NATCHEZ — If you think today is a hard time for someone to launch a new business, consider the Byrne Insurance Agency Inc., which started in business in 1928 — just before the Great Depression.
Despite the challenges of keeping a business afloat during the Depression, the Byrne Insurance Agency has thrived through the 75 years that have seen many changes in the industry and in the Natchez-Adams County area.
“Probably the biggest change since I got into the business is the number of agencies out there,” said Johnny Byrne, the third generation of the Byrne family to be involved in the business. “There are a lot fewer agencies in the business than when I started in 1979, and when my father and grandfather started in the business. I think that is a sign of the times. You have a tendency for businesses to become larger and end up merging with others, or selling out.”
The Byrne Insurance Agency was originally known as the Evans-Byrne Insurance Agency, owned by William J. Byrne and William L. Evans. Several years later Byrne bought out Evans. The agency acquired the Lucius Butts Insurance Agency in 1988, and Butts continues to remain active with the agency. Then in 1998 Byrne Insurance merged with Burns-Hicks Insurance.
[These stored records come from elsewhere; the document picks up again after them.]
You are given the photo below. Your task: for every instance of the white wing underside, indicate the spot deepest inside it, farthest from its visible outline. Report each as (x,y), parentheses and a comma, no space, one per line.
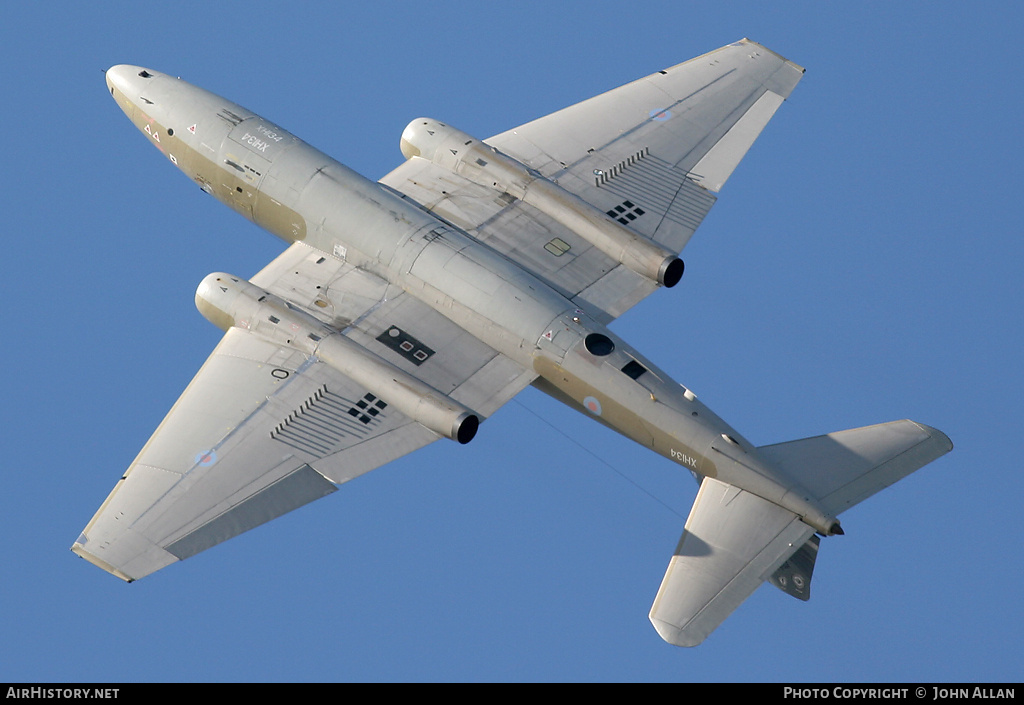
(263,429)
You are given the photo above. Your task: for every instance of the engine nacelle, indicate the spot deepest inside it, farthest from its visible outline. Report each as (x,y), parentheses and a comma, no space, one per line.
(226,300)
(482,164)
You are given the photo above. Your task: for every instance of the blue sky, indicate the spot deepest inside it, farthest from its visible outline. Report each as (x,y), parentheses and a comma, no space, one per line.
(861,265)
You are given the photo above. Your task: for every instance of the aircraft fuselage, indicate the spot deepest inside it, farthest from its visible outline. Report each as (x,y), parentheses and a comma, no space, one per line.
(299,194)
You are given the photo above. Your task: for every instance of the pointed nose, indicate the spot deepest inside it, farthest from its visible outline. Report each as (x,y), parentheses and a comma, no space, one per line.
(128,79)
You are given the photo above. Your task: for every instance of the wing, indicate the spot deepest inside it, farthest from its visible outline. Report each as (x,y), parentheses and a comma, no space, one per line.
(263,429)
(650,155)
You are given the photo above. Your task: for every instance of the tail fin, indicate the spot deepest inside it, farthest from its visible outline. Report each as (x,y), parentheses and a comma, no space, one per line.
(845,468)
(734,540)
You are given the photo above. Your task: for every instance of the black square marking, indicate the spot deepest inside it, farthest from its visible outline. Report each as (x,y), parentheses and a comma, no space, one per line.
(406,345)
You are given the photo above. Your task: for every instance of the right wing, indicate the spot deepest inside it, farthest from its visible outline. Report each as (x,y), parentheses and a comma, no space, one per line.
(649,155)
(733,541)
(263,429)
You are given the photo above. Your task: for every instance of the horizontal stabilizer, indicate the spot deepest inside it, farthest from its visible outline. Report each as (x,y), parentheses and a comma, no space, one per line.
(846,467)
(732,542)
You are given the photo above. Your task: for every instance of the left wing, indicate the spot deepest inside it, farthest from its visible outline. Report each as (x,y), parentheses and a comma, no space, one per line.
(263,428)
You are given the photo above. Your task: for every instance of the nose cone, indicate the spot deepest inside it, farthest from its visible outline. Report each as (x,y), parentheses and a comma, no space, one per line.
(129,80)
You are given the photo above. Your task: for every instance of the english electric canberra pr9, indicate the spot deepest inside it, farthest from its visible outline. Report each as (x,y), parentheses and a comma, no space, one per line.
(412,308)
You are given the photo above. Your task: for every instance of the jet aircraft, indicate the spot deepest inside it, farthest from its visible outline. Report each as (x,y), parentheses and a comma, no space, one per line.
(411,308)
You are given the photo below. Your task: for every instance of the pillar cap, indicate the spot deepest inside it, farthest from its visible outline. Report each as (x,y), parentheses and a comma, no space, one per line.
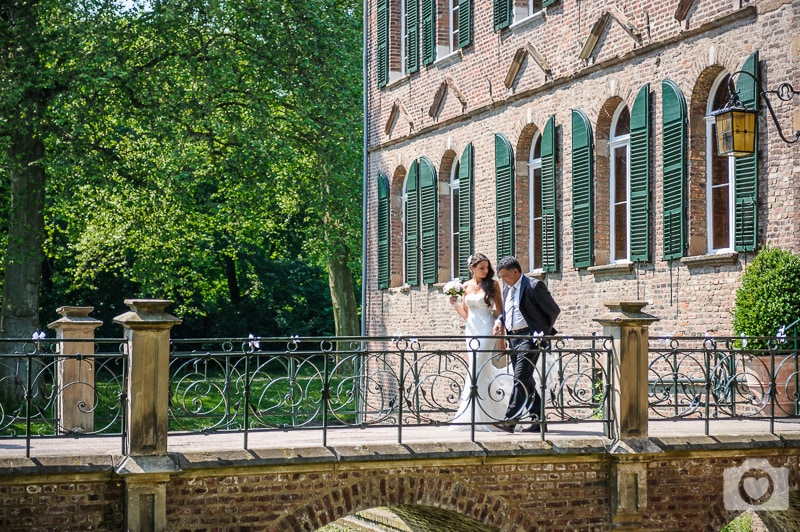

Another change over the years has been the status of independent agencies. Byrne said when he first got involved with the business, there was concern about the viability of independent insurance agencies. Independent agencies can provide customers with coverage from a number of different insurance companies, as opposed to an agency that provides coverage with only one company.
Byrne said the advantage of representing a number of companies is that if one company pulls out of the marketplace, he can offer clients other options.
“If a company decides it doesn’t want to write any homeowner’s coverage in certain areas of state, that directly affects the guy who writes for only that company,” Byrne said. “When we have one that stops writing coverage, we have other companies we can offer to customers. We have fewer insurance companies in Mississippi than we used to have, but we have been fortunate to always have some good companies. I believe independent insurance agencies are one of the best delivery systems of insurance there is out there. It has been good to me and my family.”
Byrne Insurance is now one of only two independent agencies in Natchez. The company employs 18 people.
A family business, earlier uncles and cousins were involved, as well as the current owner’s father and grandfather. Now that the uncles have passed away, and cousins have opted to go into other businesses, Byrne is the last family member at the agency.
Byrne credits the success of the business to providing only the best in coverage combined with personal service. And although the company has a comprehensive Web site that provides answers to most common questions about insurance, Byrne believes most customers prefer getting the information they need directly from their insurance agent rather than in the Internet.
“I think insurance is still a people business,” Byrne said. “People who buy insurance for the most part want to sit down at the desk across from someone, and talk to them. At least in my town, that has been my experience. The computer is great for exchange of information. But when I sell insurance, I still sit down across the desk from customers and talk to them face-to-face.”
Currently the availability of insurance in Mississippi is a concern. Some companies have pulled out of the state citing large losses, and others have applied for large premium increases.
“Of all the companies doing business in our state, their overall experience has not been that good,” Byrne said. “As a result the companies have asked for substantial increases in premium or they will withdraw from doing business in Mississippi. People will see increases in their home, car and commercial insurance. But we still have some good companies working really well with us. The important thing is to keep these companies doing business in our state. The fewer companies you have, the less competition, and the higher the premiums are going to be. That is a concern of our industry right now.”
Another concern is tort reform. High jury awards have been in part blamed for skyrocketing claim costs for insurance companies. Byrne said he believes that Mississippi has moved in the right direction with the Legislature’s recent adoption of tort reform measures.
“Hopefully, the Legislature will continue to work with businesses to come up with some additional tort reform,” Byrne said.
Another difficulty is the current state of the economy in Adams County. Recently it was announced that International Paper is closing down, costing the area one of its largest employers and 640 jobs.
“We have seen downturns in the local economy,” Byrne said. “Business like ours are only successful if our customers are successful. You certainly want your customers to be successful.”